Dawn Wilson, managing director of TUI Northern Region Airlines – TUI Airways and TUIfly Nordic speaks to Ian Taylor about flying towards an eco future
Aviation remains vital to travel and destination communities, and there is no immediate prospect of replacing carbon as a fuel. So what can the industry do about climate change?
Dawn Wilson explains: “I’ve worked in aviation for over 30 years and seen many changes. The one consistent theme is the opportunities, investments and stability aviation, travel and tourism bring to many regions that are otherwise disadvantaged. Without aviation many destinations would be practically unreachable. Our goal should be to fulfil aviation’s role with the smallest possible environmental impact.
Do you see increased concern about climate change?
Responsible tourism and climate change have become a core focus for TUI. Our employees and customers expect us to be doing everything we can to make a positive impact in the destinations we fly to.
We regularly debate how to become more sustainable and responsible. My Nordic colleagues are most concerned about climate change, which isn’t surprising as Greta Thunberg’s Fridays for the Future movement started in Sweden.
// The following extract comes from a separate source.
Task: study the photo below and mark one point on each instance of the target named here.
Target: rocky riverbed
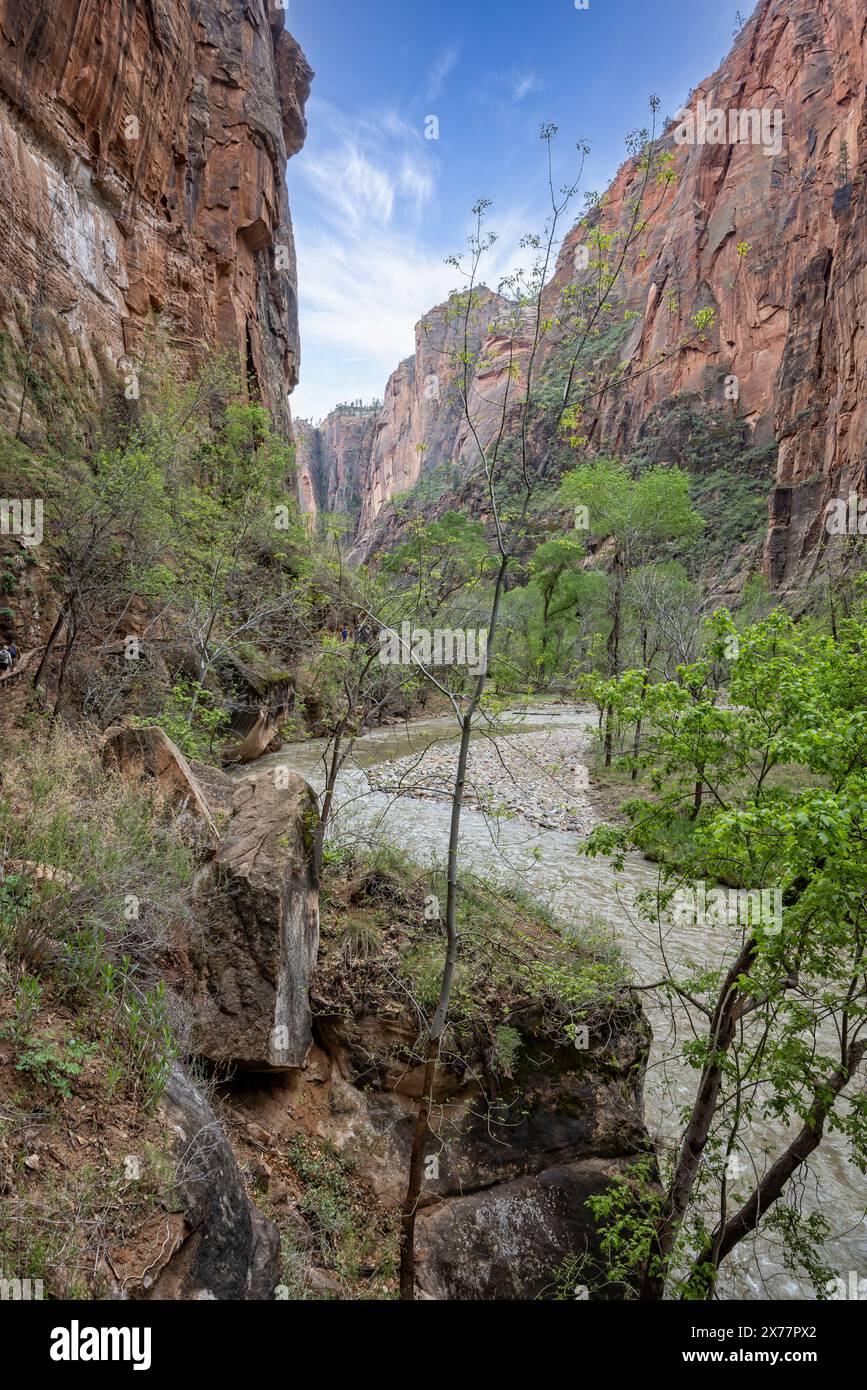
(541, 776)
This has made them and their customers more engaged.
We’re mindful that the travel and tourism industry contributes around 5% of global carbon emissions, with half arising from aviation, therefore a reduction in global carbon emissions is essential. As an airline that provides flying for a tour operator, we also know that quality holiday experiences depend on beautiful, biodiverse destinations, thriving communities, stable weather systems and customer comfort.
How is the industry responding?
Aviation is one of the most challenging sectors to decarbonise. TUI Airways has invested in new aircraft, flying the 787 Dreamliner on all our long-haul routes.
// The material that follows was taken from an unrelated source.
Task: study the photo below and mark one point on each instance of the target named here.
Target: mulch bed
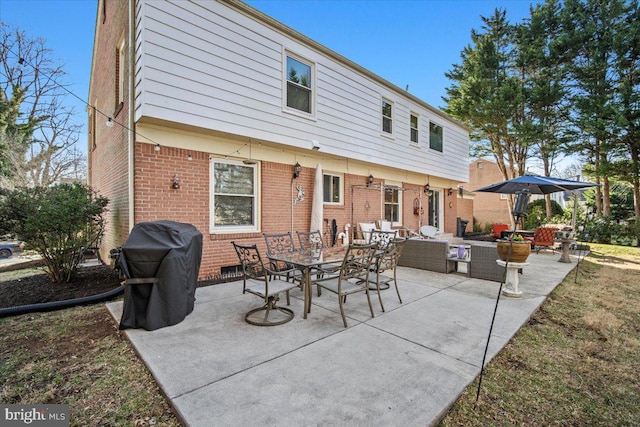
(39, 289)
As an industry we have developed Iata’s goals for carbon-neutral growth from 2020, and from 2050 the aim is for CO2 emissions to be half what they were in 2005. The Carbon Offsetting and Reduction Scheme for International Aviation (Corsia), which starts from 2020, is key to this.
I’m proud aviation will be the first industry in the world to have a global carbon emissions mechanism in place. Offsetting provides an international solution for aviation.
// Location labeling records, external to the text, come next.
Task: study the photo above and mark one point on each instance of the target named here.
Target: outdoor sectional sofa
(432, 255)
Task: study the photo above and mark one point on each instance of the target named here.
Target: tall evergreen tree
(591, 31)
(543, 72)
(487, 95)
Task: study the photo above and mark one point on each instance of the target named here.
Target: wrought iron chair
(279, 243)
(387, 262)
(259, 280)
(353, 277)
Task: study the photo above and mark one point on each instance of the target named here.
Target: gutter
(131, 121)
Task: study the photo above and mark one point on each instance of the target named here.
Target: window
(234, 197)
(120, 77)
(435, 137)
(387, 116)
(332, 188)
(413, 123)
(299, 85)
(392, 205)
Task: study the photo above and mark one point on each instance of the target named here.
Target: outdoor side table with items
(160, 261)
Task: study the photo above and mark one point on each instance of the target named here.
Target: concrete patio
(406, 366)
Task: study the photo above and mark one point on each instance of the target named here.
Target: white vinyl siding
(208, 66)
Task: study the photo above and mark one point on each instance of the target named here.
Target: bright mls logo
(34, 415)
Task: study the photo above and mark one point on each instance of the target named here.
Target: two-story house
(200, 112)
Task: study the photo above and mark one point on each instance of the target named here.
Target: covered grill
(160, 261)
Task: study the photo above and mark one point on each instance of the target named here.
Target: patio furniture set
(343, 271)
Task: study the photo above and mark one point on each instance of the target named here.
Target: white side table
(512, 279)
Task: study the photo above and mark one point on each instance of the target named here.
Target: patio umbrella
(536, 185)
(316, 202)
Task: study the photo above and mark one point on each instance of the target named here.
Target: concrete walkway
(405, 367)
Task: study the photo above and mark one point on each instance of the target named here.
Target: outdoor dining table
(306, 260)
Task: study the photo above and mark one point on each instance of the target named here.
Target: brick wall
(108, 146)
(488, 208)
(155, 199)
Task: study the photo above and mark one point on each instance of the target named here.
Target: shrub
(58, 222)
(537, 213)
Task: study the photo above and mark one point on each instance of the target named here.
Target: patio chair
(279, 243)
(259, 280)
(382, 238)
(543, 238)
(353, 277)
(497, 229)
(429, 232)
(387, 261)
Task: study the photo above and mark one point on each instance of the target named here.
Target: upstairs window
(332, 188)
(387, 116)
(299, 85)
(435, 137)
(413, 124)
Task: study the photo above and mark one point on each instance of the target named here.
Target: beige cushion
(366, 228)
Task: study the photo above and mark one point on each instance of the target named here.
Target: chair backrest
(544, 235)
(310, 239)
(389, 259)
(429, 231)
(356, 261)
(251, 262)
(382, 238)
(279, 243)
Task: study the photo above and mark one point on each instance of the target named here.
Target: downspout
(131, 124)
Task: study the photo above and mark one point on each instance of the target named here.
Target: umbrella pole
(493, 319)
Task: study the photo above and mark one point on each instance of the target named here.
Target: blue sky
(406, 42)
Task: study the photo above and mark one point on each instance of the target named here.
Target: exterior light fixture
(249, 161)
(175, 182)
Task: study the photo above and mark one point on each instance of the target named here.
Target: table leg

Other low-carbon solutions can be developed like Sustainable Aviation Fuel (SAF), produced from renewable sources such as municipal waste. This has the potential to reduce lifecycle emissions from aviation fuel by up to 80% compared with fossil fuels.
Unfortunately, only a fraction of the demand for SAF in Europe can be met at the moment which results in high prices and poses a major barrier. We believe incentivising production of SAF would be the preferable way of reducing carbon emissions.
What are TUI airlines’ doing to be more carbon-efficient?
Reducing the carbon footprint of our airline operations is a crucial element of our Better Holidays, Better World strategy.
Due to our modern fleet and fuel conservation efforts, TUI’s airlines now emit 19% less CO2 than the average at Europe’s six largest airlines.
Our two largest carriers, TUI Airways in the UK and TUIfly in Germany ranked first and fourth in the 2018 Atmosfair index of the world’s most-carbon efficient airlines. But we believe more can be done.
We are completing trials using a blend of sustainable aviation fuels and involved in industry initiatives such as the Sustainable Aviation Fuel Users Group and BioPort Holland to help scale sustainable fuels of the future.